RDV le 15 mars à 20h30 au cinéma Le Lido à Saint-Raphaël.
D’après l’article de Jean-Luc DOUIN paru dans Le Monde:
 
Il est rare qu’un ancien ministre face son autocritique.  Edgard PISANI, chargé de l’agriculture de  1961 à 1966,  confesse dans   SMALL IS BUTIFUL  les dégâts d’une politique ayant mise en œuvre le  remembrement des  parcelles de terre.   Le film emprunte  son  titre   à  un  livre  de  l’économiste  britannique   ERNST FRIEDRICH     SHUMACHER  qui  soulignait  qu’une  économie  de  la permanence est fondée sur l’utilisation  soutenable  des   ressources  naturelles.    Ce  documentaire  entend dénoncer   les    conséquences    catastrophiques    de   l’application   des   règles commerciales  issues du libéralisme  et  de  la mondialisation  par les dirigeants  des économies agricoles.   Et suggérer qu’il existe des alternatives.
 
Loin d’asséner,  comme se fut souvent le cas,  de belles images spectaculaires de légumes  à  perte de  vue  ou  de  poulets en batteries,  SMALL IS BUTIFUL,  donne à comprendre.  On  est  plus  en  caméra  cachée  dans  un complexe  industriel  où  s’élèvent   des  animaux   à  la  chaine,   avec des hommes  en   blouses blanches garantissant l’hygiène de leurs produits.
 
On  suit  Bernard  Ronot,  agriculteur,  Raoul Jacquin,  jardinier,  Pierre Darfeuil, apiculteur.  Ils mettent    la main au sol  pour nous monter  comment ça marche,  comment   un  terrain   sain   se détecte   à  la  présence  de vers,   comment   une ruche   se   transforme  en  cimetière,  comment  la  terre  est  asphyxiée  par  les pesticides,    herbicides,    insecticides,     désherbants,    fongicides,    hormones,  engrais  de  synthèse  nitrates,   et autres  ingrédients nuisibles,   qui améliorent     les rendements,   mais polluent les cours d’eau  et  empoisonnent  nos assiettes.
 
Ces  pratiques  eurent   leurs raisons d’être face à la pénurie d’après-guerre.  Les normes de l’époque n’ont plus été changées.
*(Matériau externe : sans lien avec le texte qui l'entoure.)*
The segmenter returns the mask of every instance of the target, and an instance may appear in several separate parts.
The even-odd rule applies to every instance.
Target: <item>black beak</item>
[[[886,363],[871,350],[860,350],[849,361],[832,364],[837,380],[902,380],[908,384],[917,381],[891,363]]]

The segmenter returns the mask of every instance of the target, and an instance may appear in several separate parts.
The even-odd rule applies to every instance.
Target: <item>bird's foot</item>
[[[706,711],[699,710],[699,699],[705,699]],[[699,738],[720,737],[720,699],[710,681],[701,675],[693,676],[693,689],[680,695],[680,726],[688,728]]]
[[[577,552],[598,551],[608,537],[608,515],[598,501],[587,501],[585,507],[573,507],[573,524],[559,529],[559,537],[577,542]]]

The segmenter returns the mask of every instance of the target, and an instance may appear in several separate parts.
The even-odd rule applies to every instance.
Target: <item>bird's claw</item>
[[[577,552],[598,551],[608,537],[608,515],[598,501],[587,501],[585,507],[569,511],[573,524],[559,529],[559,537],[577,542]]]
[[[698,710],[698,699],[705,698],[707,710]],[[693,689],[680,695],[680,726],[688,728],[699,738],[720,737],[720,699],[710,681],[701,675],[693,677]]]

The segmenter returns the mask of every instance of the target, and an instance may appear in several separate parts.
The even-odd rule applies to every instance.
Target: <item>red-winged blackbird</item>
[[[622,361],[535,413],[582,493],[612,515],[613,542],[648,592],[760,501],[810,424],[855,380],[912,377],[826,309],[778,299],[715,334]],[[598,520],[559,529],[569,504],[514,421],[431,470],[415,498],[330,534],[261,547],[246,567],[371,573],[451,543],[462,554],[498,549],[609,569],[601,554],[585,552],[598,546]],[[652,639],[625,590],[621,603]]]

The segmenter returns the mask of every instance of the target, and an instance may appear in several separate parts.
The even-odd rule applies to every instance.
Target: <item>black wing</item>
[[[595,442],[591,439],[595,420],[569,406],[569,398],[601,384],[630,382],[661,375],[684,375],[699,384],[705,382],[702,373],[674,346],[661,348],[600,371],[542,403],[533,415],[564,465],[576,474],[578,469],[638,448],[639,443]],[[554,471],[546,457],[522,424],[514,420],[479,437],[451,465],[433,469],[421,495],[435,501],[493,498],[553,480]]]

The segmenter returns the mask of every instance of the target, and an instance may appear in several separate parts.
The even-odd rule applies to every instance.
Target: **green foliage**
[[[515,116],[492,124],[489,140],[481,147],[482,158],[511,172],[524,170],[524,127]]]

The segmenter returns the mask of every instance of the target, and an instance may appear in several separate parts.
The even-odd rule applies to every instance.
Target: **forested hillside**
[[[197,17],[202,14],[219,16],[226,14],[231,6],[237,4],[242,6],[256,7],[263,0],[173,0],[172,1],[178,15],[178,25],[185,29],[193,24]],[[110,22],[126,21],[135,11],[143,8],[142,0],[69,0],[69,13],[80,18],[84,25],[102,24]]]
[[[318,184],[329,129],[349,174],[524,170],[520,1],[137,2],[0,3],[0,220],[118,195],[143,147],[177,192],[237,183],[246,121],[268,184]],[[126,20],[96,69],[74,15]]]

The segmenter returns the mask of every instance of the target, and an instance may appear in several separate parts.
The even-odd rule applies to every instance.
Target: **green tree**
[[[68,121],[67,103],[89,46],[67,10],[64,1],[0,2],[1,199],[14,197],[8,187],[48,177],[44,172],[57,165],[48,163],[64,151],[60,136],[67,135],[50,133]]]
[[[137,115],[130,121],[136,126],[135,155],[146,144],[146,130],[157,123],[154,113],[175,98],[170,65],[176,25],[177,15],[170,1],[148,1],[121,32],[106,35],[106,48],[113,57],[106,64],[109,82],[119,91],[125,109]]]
Pour permettre aux tracteurs géants     de se mouvoir dans les champs,  on a supprimé les haies, favorisant  sécheresse     et  inondations.  De  même  l’obsession  de  désherber  les  terrains  a  détruit les oligoéléments. Images d’archives,  visites chez les professionnels,  interview d’un  lobbyiste de Bruxelles sans  états  d’âme : Agnès FOUILLEUX  alterne   discours   et  travaux pratiques,  pour  suggérer  que le modèle dominant n’est pas une fatalité.
 
Produits bio importé : Principales accusée : la PAC  (Politique Agricole Commune)  européenne,   qui néglige de soutenir  les paysans œuvrant dans  le respect  de la nature :80 %  des  aides vont  aux  20 % de grandes exploitations, aux impacts les plus négatifs.  La majorité  des produits bio  vendus  en France  sont importés. Un oiseau sur huit,  un amphibien sur trois, un mammifère sur quatre sont en danger d’extinction.  Ce documentaire peut-il avoir un effet ?  Il vise en tout cas le citoyen  et sa capacité à faire pression sur les élus.